Crystal lattice engineering in a screw-dislocated ZnO nanocone photocatalyst by carbon doping

Abstract

Screw-dislocated ZnO nanocones exposing a greater percentage of polar {0001} facets are developed by a tailor-made CTAB-assisted hydrothermal process. A possible formation mechanism of ZnO nanocones with step edges exposing high-energy {0001} facets is explained by screw dislocated crystal growth theory. Further, ZnO nanostructures are defect-engineered by the introduction of carbon atoms into their crystal lattice. A facile synthesis route for carbon-doped zinc oxide (C:ZnO) nanostructures is proposed, in which ZnO nanostructures synthesized by a hydrothermal method are subjected to an electrospinning process, followed by calcination, to incorporate carbon as the dopant. Polyvinyl alcohol (PVA) acts as both the dopant-precursor and the spinning agent for the construction of C:ZnO nanostructures. XPS analysis confirms the incorporation of carbon atoms into the oxygen vacancies of the ZnO lattice in C:ZnO nanostructures. The increase in the lattice parameters of ZnO resulting from carbon doping is evidenced by XRD analysis.
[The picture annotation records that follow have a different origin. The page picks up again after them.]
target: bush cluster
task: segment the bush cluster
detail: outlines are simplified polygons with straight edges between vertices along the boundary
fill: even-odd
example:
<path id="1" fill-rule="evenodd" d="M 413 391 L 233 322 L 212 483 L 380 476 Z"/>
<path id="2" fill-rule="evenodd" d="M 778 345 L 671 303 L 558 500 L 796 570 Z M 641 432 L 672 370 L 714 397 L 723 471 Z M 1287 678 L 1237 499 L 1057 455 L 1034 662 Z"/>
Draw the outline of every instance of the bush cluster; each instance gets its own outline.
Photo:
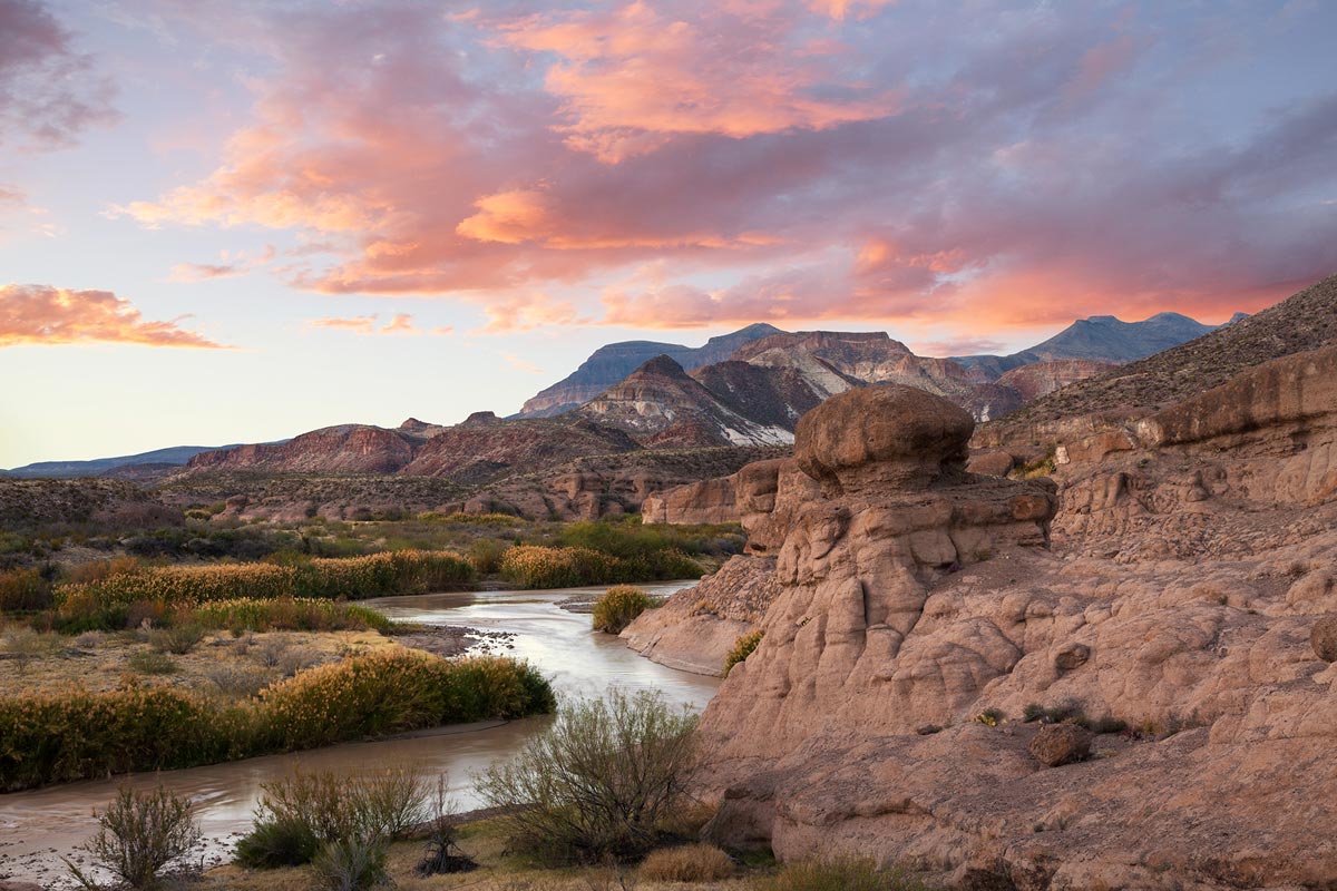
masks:
<path id="1" fill-rule="evenodd" d="M 201 604 L 187 614 L 205 628 L 222 628 L 233 633 L 372 629 L 386 635 L 394 628 L 393 621 L 370 606 L 314 597 L 238 597 Z"/>
<path id="2" fill-rule="evenodd" d="M 734 665 L 753 655 L 753 651 L 757 649 L 757 645 L 761 644 L 761 639 L 765 637 L 765 635 L 766 633 L 758 628 L 757 631 L 738 636 L 738 640 L 734 641 L 734 645 L 725 655 L 726 677 L 729 676 L 729 672 L 733 671 Z"/>
<path id="3" fill-rule="evenodd" d="M 219 704 L 175 688 L 0 699 L 0 791 L 110 773 L 215 764 L 271 752 L 552 711 L 525 663 L 448 661 L 417 651 L 346 659 Z"/>
<path id="4" fill-rule="evenodd" d="M 594 629 L 620 635 L 636 616 L 652 606 L 650 594 L 631 585 L 614 585 L 594 605 Z"/>
<path id="5" fill-rule="evenodd" d="M 0 612 L 35 612 L 51 606 L 51 582 L 40 569 L 0 572 Z"/>
<path id="6" fill-rule="evenodd" d="M 477 781 L 511 844 L 552 863 L 646 854 L 681 818 L 697 768 L 697 717 L 652 693 L 564 707 L 509 764 Z"/>
<path id="7" fill-rule="evenodd" d="M 366 557 L 298 560 L 289 564 L 136 566 L 55 589 L 53 627 L 66 633 L 114 631 L 143 618 L 159 621 L 179 606 L 213 602 L 361 600 L 459 585 L 473 577 L 463 557 L 441 552 L 396 550 Z M 279 614 L 277 608 L 269 608 Z M 306 616 L 313 616 L 308 609 Z M 370 613 L 361 613 L 377 627 Z M 293 616 L 301 628 L 301 617 Z"/>

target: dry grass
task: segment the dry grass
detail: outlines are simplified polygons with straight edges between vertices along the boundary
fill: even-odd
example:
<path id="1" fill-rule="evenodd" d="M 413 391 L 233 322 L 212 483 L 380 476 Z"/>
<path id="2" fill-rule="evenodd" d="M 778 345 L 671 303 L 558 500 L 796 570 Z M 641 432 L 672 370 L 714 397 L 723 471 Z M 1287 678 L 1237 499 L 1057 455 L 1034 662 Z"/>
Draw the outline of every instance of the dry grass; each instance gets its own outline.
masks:
<path id="1" fill-rule="evenodd" d="M 130 667 L 131 656 L 152 649 L 139 632 L 80 637 L 79 641 L 48 633 L 39 636 L 45 645 L 35 648 L 40 655 L 29 660 L 27 671 L 0 671 L 0 696 L 53 693 L 70 687 L 96 693 L 116 689 L 134 676 L 142 687 L 179 687 L 235 697 L 242 691 L 215 681 L 221 672 L 247 679 L 263 676 L 266 683 L 279 680 L 285 675 L 283 660 L 266 665 L 263 655 L 281 644 L 286 644 L 286 652 L 294 639 L 301 640 L 308 663 L 332 663 L 353 652 L 370 653 L 400 647 L 392 639 L 369 631 L 247 635 L 237 640 L 219 632 L 206 636 L 191 652 L 174 656 L 179 669 L 175 673 L 146 677 Z M 250 687 L 250 680 L 245 687 Z"/>
<path id="2" fill-rule="evenodd" d="M 685 844 L 652 851 L 640 864 L 650 882 L 718 882 L 734 875 L 734 862 L 714 844 Z"/>
<path id="3" fill-rule="evenodd" d="M 505 839 L 491 823 L 464 827 L 460 847 L 481 868 L 473 872 L 420 876 L 414 867 L 422 858 L 420 842 L 390 846 L 388 871 L 397 891 L 751 891 L 758 876 L 733 879 L 663 882 L 638 876 L 627 870 L 562 868 L 541 870 L 515 859 L 507 852 Z M 620 878 L 620 882 L 619 882 Z M 308 867 L 278 870 L 243 870 L 221 867 L 205 874 L 195 886 L 201 891 L 309 891 L 312 871 Z"/>

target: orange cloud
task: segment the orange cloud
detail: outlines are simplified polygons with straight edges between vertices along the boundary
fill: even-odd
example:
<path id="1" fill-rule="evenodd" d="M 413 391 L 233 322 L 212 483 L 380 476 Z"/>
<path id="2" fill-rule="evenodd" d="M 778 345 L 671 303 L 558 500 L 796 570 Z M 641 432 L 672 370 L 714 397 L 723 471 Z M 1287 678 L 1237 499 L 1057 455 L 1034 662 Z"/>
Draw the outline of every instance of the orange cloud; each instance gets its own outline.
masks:
<path id="1" fill-rule="evenodd" d="M 49 285 L 0 287 L 0 347 L 106 342 L 227 349 L 178 327 L 179 321 L 146 322 L 130 301 L 111 291 L 70 291 Z"/>
<path id="2" fill-rule="evenodd" d="M 424 333 L 422 329 L 420 329 L 413 322 L 413 317 L 409 315 L 408 313 L 397 314 L 394 318 L 392 318 L 389 322 L 386 322 L 380 327 L 377 327 L 378 318 L 380 315 L 373 313 L 372 315 L 354 315 L 352 318 L 312 319 L 306 325 L 310 327 L 336 329 L 341 331 L 352 331 L 353 334 L 365 334 L 365 335 L 382 335 L 382 334 L 416 335 Z M 444 327 L 435 327 L 432 329 L 431 333 L 435 335 L 445 335 L 445 334 L 452 334 L 453 331 L 455 329 L 447 325 Z"/>
<path id="3" fill-rule="evenodd" d="M 842 17 L 857 4 L 818 5 Z M 607 163 L 683 134 L 743 139 L 896 114 L 898 92 L 848 76 L 834 63 L 841 53 L 805 53 L 792 36 L 796 21 L 790 11 L 757 4 L 677 17 L 638 0 L 608 12 L 528 16 L 503 25 L 501 41 L 562 59 L 544 81 L 570 122 L 559 131 Z"/>

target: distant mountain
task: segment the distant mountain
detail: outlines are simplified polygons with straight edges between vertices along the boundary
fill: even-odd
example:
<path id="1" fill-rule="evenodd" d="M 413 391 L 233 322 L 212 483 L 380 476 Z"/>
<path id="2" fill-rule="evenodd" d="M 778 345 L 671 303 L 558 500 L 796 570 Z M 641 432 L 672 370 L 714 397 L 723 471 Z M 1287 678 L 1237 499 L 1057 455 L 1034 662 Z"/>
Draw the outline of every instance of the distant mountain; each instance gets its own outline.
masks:
<path id="1" fill-rule="evenodd" d="M 72 477 L 100 477 L 118 468 L 131 465 L 152 464 L 162 466 L 182 466 L 201 452 L 215 449 L 231 449 L 233 446 L 170 446 L 155 449 L 139 454 L 126 454 L 116 458 L 92 458 L 91 461 L 39 461 L 13 470 L 0 470 L 4 476 L 19 477 L 21 480 L 37 478 L 72 478 Z"/>
<path id="2" fill-rule="evenodd" d="M 595 398 L 656 355 L 667 355 L 690 371 L 714 362 L 723 362 L 745 343 L 779 333 L 781 330 L 773 325 L 758 323 L 749 325 L 733 334 L 713 337 L 706 341 L 705 346 L 698 347 L 655 341 L 608 343 L 595 350 L 570 375 L 528 399 L 515 417 L 540 418 L 570 411 Z"/>
<path id="3" fill-rule="evenodd" d="M 1241 318 L 1247 318 L 1247 315 L 1235 313 L 1226 325 L 1238 322 Z M 1215 325 L 1203 325 L 1179 313 L 1157 313 L 1140 322 L 1120 322 L 1112 315 L 1092 315 L 1087 319 L 1078 319 L 1048 341 L 1012 355 L 960 355 L 953 357 L 953 359 L 991 379 L 997 379 L 1012 369 L 1035 362 L 1088 359 L 1122 365 L 1187 343 L 1217 330 L 1217 327 Z"/>
<path id="4" fill-rule="evenodd" d="M 1241 371 L 1337 341 L 1337 275 L 1257 315 L 1234 319 L 1187 343 L 1120 365 L 1028 403 L 980 430 L 980 442 L 1047 435 L 1066 418 L 1107 415 L 1118 425 L 1219 386 Z"/>
<path id="5" fill-rule="evenodd" d="M 659 355 L 590 399 L 572 414 L 627 431 L 648 448 L 778 445 L 794 441 L 792 426 L 746 417 Z"/>

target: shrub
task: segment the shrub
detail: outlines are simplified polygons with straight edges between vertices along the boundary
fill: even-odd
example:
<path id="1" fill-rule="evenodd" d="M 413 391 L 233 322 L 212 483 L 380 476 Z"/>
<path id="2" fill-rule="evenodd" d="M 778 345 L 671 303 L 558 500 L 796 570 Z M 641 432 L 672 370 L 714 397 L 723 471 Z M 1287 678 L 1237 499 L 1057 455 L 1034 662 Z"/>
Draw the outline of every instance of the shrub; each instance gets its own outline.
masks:
<path id="1" fill-rule="evenodd" d="M 263 729 L 275 751 L 330 745 L 420 727 L 523 717 L 552 707 L 535 669 L 509 659 L 447 661 L 389 649 L 321 665 L 261 691 Z"/>
<path id="2" fill-rule="evenodd" d="M 766 891 L 923 891 L 924 883 L 904 870 L 880 868 L 873 860 L 833 858 L 787 863 Z"/>
<path id="3" fill-rule="evenodd" d="M 501 570 L 501 557 L 508 548 L 508 544 L 496 538 L 479 538 L 469 545 L 469 562 L 480 576 L 491 576 Z"/>
<path id="4" fill-rule="evenodd" d="M 328 842 L 312 860 L 316 886 L 326 891 L 364 891 L 390 884 L 385 871 L 388 854 L 385 842 L 376 838 Z"/>
<path id="5" fill-rule="evenodd" d="M 152 792 L 122 788 L 98 815 L 98 827 L 84 850 L 136 890 L 154 887 L 158 872 L 201 840 L 190 799 L 160 785 Z M 84 887 L 96 887 L 72 863 L 66 860 L 66 864 Z"/>
<path id="6" fill-rule="evenodd" d="M 140 569 L 60 585 L 55 600 L 62 620 L 100 616 L 111 622 L 118 617 L 116 608 L 135 602 L 194 606 L 241 598 L 360 600 L 439 590 L 472 577 L 473 566 L 456 554 L 396 550 L 365 557 L 303 558 L 285 565 L 250 562 Z"/>
<path id="7" fill-rule="evenodd" d="M 0 572 L 0 612 L 33 612 L 51 606 L 51 584 L 39 569 Z"/>
<path id="8" fill-rule="evenodd" d="M 623 628 L 650 606 L 646 592 L 631 585 L 615 585 L 594 605 L 594 629 L 620 635 Z"/>
<path id="9" fill-rule="evenodd" d="M 766 632 L 759 628 L 738 636 L 738 640 L 734 641 L 729 653 L 725 655 L 725 677 L 729 676 L 729 672 L 733 671 L 734 665 L 745 661 L 753 655 L 753 651 L 757 649 L 757 645 L 761 644 L 761 639 L 765 636 Z"/>
<path id="10" fill-rule="evenodd" d="M 180 665 L 167 653 L 139 649 L 130 655 L 130 671 L 140 675 L 175 675 Z"/>
<path id="11" fill-rule="evenodd" d="M 501 577 L 520 588 L 571 588 L 619 581 L 616 557 L 588 548 L 516 545 L 501 557 Z"/>
<path id="12" fill-rule="evenodd" d="M 697 767 L 697 719 L 658 693 L 611 691 L 564 707 L 477 791 L 512 844 L 551 862 L 600 862 L 652 848 Z"/>
<path id="13" fill-rule="evenodd" d="M 206 628 L 226 628 L 234 635 L 246 631 L 378 631 L 394 622 L 370 606 L 317 597 L 238 597 L 201 604 L 189 613 Z"/>
<path id="14" fill-rule="evenodd" d="M 322 844 L 390 839 L 428 819 L 428 787 L 408 768 L 362 775 L 333 771 L 265 783 L 254 828 L 237 844 L 237 862 L 251 868 L 310 862 Z"/>
<path id="15" fill-rule="evenodd" d="M 0 791 L 552 708 L 552 688 L 525 663 L 401 649 L 302 672 L 239 704 L 167 688 L 0 697 Z"/>
<path id="16" fill-rule="evenodd" d="M 205 628 L 197 622 L 183 622 L 168 628 L 154 628 L 148 632 L 148 644 L 163 653 L 183 656 L 205 640 Z"/>
<path id="17" fill-rule="evenodd" d="M 718 882 L 734 874 L 734 862 L 714 844 L 687 844 L 651 851 L 640 864 L 650 882 Z"/>
<path id="18" fill-rule="evenodd" d="M 55 653 L 60 647 L 60 639 L 55 635 L 41 635 L 31 628 L 15 627 L 0 637 L 0 651 L 13 657 L 23 675 L 28 665 L 44 656 Z"/>
<path id="19" fill-rule="evenodd" d="M 310 863 L 321 840 L 299 820 L 257 820 L 237 842 L 233 859 L 249 870 L 271 870 Z"/>

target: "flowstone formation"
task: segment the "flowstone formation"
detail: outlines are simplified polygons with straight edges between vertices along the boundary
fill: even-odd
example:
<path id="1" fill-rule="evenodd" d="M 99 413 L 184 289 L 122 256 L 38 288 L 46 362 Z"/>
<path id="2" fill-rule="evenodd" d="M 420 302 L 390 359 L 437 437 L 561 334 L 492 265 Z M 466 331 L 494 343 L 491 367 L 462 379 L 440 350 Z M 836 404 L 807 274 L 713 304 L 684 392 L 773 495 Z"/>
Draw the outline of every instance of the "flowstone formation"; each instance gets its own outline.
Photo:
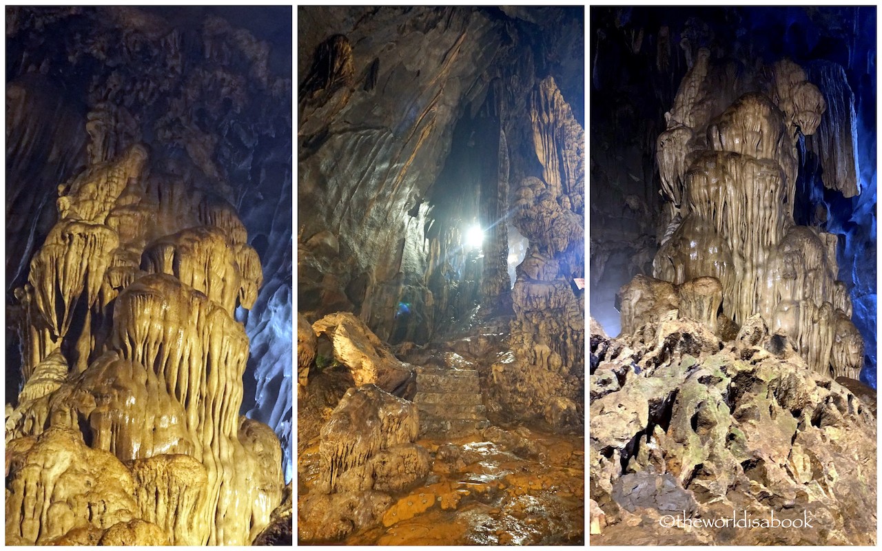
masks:
<path id="1" fill-rule="evenodd" d="M 811 369 L 856 379 L 863 344 L 836 280 L 837 235 L 794 221 L 797 146 L 823 120 L 824 97 L 788 60 L 761 85 L 727 70 L 699 50 L 666 115 L 658 165 L 669 224 L 654 275 L 715 278 L 727 320 L 759 314 Z M 720 74 L 730 80 L 721 88 Z"/>
<path id="2" fill-rule="evenodd" d="M 18 356 L 7 369 L 20 366 L 7 378 L 7 544 L 278 540 L 291 511 L 283 446 L 242 414 L 243 378 L 254 378 L 248 310 L 267 302 L 262 258 L 278 262 L 240 215 L 250 186 L 271 185 L 241 171 L 276 154 L 243 157 L 246 143 L 277 132 L 260 129 L 260 103 L 286 87 L 267 72 L 268 44 L 220 18 L 182 31 L 128 8 L 16 8 L 7 20 L 11 48 L 31 48 L 13 63 L 26 76 L 11 85 L 11 106 L 34 115 L 13 117 L 7 156 L 21 170 L 8 189 L 21 193 L 27 167 L 49 152 L 69 155 L 35 172 L 31 191 L 45 192 L 40 209 L 52 212 L 34 209 L 27 242 L 13 239 L 24 259 L 7 257 Z M 44 28 L 63 38 L 47 40 Z M 34 83 L 71 67 L 62 110 L 87 107 L 65 129 L 76 138 L 34 140 L 31 125 L 48 116 Z M 284 297 L 279 274 L 265 279 Z M 281 413 L 269 421 L 286 404 L 273 402 Z"/>
<path id="3" fill-rule="evenodd" d="M 875 544 L 874 406 L 759 315 L 592 331 L 590 381 L 592 544 Z"/>
<path id="4" fill-rule="evenodd" d="M 232 206 L 158 184 L 146 160 L 136 145 L 61 187 L 60 220 L 18 294 L 27 316 L 25 386 L 6 420 L 11 541 L 141 518 L 175 544 L 243 545 L 281 500 L 278 438 L 239 415 L 249 345 L 233 314 L 255 300 L 259 259 Z M 64 512 L 55 505 L 71 499 L 64 475 L 28 467 L 41 465 L 30 458 L 41 446 L 77 454 L 59 463 L 47 451 L 50 472 L 76 476 L 101 451 L 131 482 L 96 480 L 111 494 L 86 491 L 82 509 Z M 89 512 L 118 501 L 113 491 L 132 500 L 125 513 L 110 522 Z"/>

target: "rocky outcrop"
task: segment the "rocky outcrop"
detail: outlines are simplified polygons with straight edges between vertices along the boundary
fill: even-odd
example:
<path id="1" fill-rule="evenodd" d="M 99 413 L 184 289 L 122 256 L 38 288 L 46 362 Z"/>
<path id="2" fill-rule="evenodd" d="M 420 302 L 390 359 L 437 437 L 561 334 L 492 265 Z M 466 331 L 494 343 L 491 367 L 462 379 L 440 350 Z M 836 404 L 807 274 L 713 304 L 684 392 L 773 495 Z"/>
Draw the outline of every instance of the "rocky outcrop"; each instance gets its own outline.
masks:
<path id="1" fill-rule="evenodd" d="M 413 443 L 416 406 L 372 384 L 350 389 L 322 428 L 318 479 L 298 501 L 300 540 L 340 540 L 370 527 L 429 472 L 429 454 Z"/>
<path id="2" fill-rule="evenodd" d="M 584 197 L 584 130 L 553 78 L 539 85 L 531 113 L 544 179 L 526 178 L 515 194 L 512 224 L 530 245 L 512 291 L 513 355 L 494 365 L 493 379 L 516 417 L 542 413 L 553 425 L 566 420 L 563 428 L 578 425 L 583 407 L 585 297 L 572 279 L 584 277 L 584 205 L 575 198 Z"/>
<path id="3" fill-rule="evenodd" d="M 737 324 L 761 314 L 815 371 L 856 377 L 863 340 L 846 321 L 850 300 L 835 280 L 837 236 L 793 218 L 796 145 L 818 128 L 826 101 L 798 65 L 783 60 L 769 68 L 763 93 L 725 106 L 729 92 L 714 92 L 710 63 L 702 51 L 659 138 L 662 188 L 683 220 L 674 219 L 654 275 L 676 285 L 715 278 L 726 318 Z M 689 139 L 677 141 L 678 132 Z M 714 330 L 715 313 L 703 317 Z"/>
<path id="4" fill-rule="evenodd" d="M 592 543 L 875 543 L 871 408 L 811 370 L 761 317 L 725 344 L 670 317 L 619 339 L 593 336 L 592 354 Z M 801 530 L 700 524 L 733 510 L 758 522 L 814 522 Z M 699 527 L 660 526 L 684 515 Z"/>

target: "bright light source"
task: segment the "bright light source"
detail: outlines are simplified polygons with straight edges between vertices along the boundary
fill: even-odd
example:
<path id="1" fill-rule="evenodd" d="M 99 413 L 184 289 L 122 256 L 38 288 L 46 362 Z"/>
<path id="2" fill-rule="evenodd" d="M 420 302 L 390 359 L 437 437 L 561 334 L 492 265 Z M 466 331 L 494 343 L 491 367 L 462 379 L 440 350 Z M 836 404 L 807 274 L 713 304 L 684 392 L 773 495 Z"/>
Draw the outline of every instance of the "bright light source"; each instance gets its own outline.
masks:
<path id="1" fill-rule="evenodd" d="M 466 244 L 472 249 L 481 249 L 484 242 L 484 230 L 480 226 L 472 226 L 466 232 Z"/>

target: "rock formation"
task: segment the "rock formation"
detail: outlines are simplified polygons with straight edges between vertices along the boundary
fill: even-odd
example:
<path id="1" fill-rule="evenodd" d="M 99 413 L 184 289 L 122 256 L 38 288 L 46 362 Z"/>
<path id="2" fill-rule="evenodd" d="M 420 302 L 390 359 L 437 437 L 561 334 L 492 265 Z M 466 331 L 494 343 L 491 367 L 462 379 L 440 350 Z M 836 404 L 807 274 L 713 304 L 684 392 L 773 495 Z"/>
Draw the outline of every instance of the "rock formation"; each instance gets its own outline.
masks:
<path id="1" fill-rule="evenodd" d="M 300 8 L 300 542 L 584 541 L 581 12 Z"/>
<path id="2" fill-rule="evenodd" d="M 875 545 L 875 14 L 592 10 L 591 543 Z"/>
<path id="3" fill-rule="evenodd" d="M 682 222 L 660 248 L 654 275 L 675 284 L 717 279 L 729 319 L 761 314 L 812 369 L 857 378 L 863 341 L 835 281 L 836 235 L 793 219 L 797 141 L 818 128 L 824 98 L 798 65 L 782 61 L 766 93 L 746 93 L 718 114 L 719 94 L 705 81 L 709 57 L 699 52 L 659 138 L 662 188 Z M 839 352 L 831 355 L 833 340 Z"/>
<path id="4" fill-rule="evenodd" d="M 723 343 L 669 316 L 592 335 L 592 543 L 871 545 L 876 419 L 759 316 Z M 813 519 L 806 530 L 684 531 L 665 515 Z M 838 512 L 837 512 L 838 511 Z"/>
<path id="5" fill-rule="evenodd" d="M 27 52 L 13 71 L 89 78 L 67 83 L 64 100 L 88 108 L 66 129 L 85 148 L 33 142 L 42 119 L 17 115 L 24 143 L 7 149 L 13 166 L 58 149 L 82 155 L 82 168 L 47 169 L 59 177 L 46 186 L 53 225 L 16 244 L 33 252 L 8 279 L 21 386 L 6 408 L 6 541 L 250 544 L 282 500 L 285 454 L 273 428 L 240 413 L 244 313 L 265 272 L 240 219 L 248 179 L 230 183 L 244 159 L 232 158 L 276 131 L 259 129 L 259 104 L 284 98 L 286 81 L 266 72 L 268 44 L 206 14 L 194 34 L 130 8 L 10 15 L 11 48 Z M 30 66 L 32 56 L 43 61 Z M 26 101 L 32 80 L 17 81 L 26 98 L 10 107 L 44 116 Z"/>

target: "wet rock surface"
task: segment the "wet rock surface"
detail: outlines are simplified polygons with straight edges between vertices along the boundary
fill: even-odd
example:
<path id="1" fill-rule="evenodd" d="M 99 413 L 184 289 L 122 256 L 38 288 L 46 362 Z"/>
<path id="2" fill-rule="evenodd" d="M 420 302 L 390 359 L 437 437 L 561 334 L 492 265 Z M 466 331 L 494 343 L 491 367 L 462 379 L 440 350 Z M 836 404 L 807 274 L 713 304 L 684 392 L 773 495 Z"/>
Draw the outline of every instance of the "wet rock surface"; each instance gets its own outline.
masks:
<path id="1" fill-rule="evenodd" d="M 423 485 L 390 495 L 347 545 L 577 545 L 584 542 L 584 440 L 492 426 L 422 439 Z M 303 517 L 301 517 L 301 522 Z M 361 528 L 361 529 L 359 529 Z M 300 543 L 308 543 L 300 532 Z M 318 541 L 313 541 L 318 543 Z"/>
UV-visible diffuse reflectance spectroscopy (DRS) results revealed improved photogenerated charge separation in C:ZnO by the reduction of bandgap energy as a result of valence band extension to a higher energy region upon carbon-doping. C:ZnO nanostructures showed a markedly higher photocatalytic activity (97%, kinetic rate constant k = 39.57 × 10⁻³ min⁻¹) compared to undoped ZnO nanostructures (51%, k = 13.64 × 10⁻³ min⁻¹) within 90 min visible-light irradiation of methylene blue dye solution. The mechanism of photogenerated charge carrier separation and visible-light photocatalytic pathways in C:ZnO nanostructures was further elucidated. Altogether, this new-fangled simple synthesis approach for crystal lattice engineering in ZnO for enhancing its visible-light photoactivity brings both the material and the methodology well-nigh suitable for various environmental applications.